The 11-member Massachusetts congressional delegation wrote to Governor Charlie Baker on Thursday urging him to release data on cases of coronavirus at child-care centers after the Globe reported that the administration has been denying public records requests.
In a letter written by Representative Katherine Clark, the Massachusetts representatives expressed “concern regarding the lack of transparency as it pertains to COVID-19 data in child care settings.”
“We recognize the challenging tightrope you and your administration must walk during these uncertain times and the imperative of protecting the privacy of personal information,” they wrote. “However, we believe that access to COVID-19 data from child care providers would help Massachusetts families make informed decisions regarding sending their children back to school in the coming weeks.”
The Massachusetts Department of Early Education and Care has denied the Globe’s request for detailed data on coronavirus cases at emergency child-care centers, citing privacy concerns. The department confirmed in June there were at least 64 cases reported by the emergency day-care centers, which remained open from March through June while all other centers and schools were closed due to the virus. However, the department has refused to provide the distribution of the cases, making it impossible to tell whether there was spread at any individual center.
The Globe has been appealing the department’s decision to the state Supervisor of Records and has requested more recent data on cases at child-care centers that were allowed to reopen June 22.

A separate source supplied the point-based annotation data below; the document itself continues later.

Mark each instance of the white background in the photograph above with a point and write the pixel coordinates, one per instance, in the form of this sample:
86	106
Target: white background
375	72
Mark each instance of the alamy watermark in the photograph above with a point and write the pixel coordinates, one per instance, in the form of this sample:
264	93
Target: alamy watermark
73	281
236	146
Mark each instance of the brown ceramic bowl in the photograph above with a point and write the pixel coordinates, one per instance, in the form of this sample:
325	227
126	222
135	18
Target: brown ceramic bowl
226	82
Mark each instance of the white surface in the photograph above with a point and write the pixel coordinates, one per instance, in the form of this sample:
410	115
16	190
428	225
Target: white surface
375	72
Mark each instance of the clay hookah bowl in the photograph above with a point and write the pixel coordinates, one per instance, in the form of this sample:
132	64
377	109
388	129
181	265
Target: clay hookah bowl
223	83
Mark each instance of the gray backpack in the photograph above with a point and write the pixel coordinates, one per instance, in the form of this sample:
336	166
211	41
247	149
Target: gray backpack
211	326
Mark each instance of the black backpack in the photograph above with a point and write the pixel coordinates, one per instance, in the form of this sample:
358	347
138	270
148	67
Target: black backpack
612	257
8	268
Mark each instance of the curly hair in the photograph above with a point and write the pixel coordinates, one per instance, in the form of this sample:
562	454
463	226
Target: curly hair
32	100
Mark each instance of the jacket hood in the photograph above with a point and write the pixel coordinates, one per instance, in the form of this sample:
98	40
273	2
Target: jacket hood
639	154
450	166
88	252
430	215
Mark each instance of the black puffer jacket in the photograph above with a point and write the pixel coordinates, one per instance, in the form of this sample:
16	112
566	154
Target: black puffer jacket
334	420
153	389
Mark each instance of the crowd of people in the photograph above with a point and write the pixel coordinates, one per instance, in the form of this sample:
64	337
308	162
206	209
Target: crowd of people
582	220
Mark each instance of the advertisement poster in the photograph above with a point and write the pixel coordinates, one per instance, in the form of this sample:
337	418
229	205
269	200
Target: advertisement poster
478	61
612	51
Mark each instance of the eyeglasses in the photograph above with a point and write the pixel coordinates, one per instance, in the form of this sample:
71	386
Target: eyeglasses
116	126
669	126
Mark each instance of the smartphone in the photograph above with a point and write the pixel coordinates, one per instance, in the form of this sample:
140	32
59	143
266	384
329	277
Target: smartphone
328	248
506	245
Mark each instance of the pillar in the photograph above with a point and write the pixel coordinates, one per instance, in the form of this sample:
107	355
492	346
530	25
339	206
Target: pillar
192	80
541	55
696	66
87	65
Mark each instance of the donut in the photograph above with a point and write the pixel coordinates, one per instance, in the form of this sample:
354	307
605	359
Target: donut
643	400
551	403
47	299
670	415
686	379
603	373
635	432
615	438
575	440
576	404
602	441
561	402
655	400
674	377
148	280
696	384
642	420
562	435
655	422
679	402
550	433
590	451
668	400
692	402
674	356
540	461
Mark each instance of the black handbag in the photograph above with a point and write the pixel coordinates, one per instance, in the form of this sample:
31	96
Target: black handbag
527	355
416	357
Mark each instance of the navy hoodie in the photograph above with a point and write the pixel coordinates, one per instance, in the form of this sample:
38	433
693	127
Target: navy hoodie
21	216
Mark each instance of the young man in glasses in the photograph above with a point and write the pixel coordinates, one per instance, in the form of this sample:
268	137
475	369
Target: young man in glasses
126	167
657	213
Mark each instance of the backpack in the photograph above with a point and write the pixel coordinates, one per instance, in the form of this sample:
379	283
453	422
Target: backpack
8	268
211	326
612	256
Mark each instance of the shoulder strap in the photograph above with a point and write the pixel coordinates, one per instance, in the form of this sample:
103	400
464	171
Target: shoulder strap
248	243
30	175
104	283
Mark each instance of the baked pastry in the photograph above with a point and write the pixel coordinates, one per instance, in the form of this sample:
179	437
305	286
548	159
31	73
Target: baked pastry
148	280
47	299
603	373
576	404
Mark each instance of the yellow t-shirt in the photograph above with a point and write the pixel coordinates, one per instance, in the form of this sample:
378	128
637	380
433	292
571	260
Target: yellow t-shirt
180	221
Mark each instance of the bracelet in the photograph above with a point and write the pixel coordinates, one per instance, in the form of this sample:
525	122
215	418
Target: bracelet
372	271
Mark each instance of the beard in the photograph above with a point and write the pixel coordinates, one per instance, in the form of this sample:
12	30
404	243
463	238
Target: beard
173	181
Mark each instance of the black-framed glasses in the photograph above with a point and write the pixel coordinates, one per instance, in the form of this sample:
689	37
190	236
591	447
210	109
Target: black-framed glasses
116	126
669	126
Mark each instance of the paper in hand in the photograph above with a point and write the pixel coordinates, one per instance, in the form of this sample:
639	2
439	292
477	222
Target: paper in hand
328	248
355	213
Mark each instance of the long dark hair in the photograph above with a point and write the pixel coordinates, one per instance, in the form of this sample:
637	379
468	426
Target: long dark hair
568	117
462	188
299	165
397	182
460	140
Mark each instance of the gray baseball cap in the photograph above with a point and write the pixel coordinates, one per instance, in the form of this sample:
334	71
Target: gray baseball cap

Numerous child-care providers who are still worried about the risk of reopening their own centers or homes have also requested the data from the state and been ignored, they told the Globe.
“We believe this type of data is critical for families to make informed decisions and that it can be shared without revealing the identities of the patients or the impacted child care providers,” the members of Congress wrote.
“The Commonwealth is in a unique position to provide the country with a better understanding of how COVID is handled in a school-like setting because 550 emergency child care centers remained open and were carefully monitored in Massachusetts throughout the pandemic,” the letter states. “The experience of these facilities over the last few months could be an important benchmark for considering how best to open schools and other child care settings.”
With cases of coronavirus still being reported in the state, teachers, parents, and superintendents have been weighing the risks of reopening school buildings in September. Their plans are due on Friday. Baker has encouraged schools in communities with low rates of coronavirus to open.
Department of Early Education and Care spokeswoman Colleen Quinn said the department is reviewing the letter. “It continues to work with the Department of Public Health to implement the requirements included in the FY20 supplemental budget and to develop the tracking system for child care systems,” she added.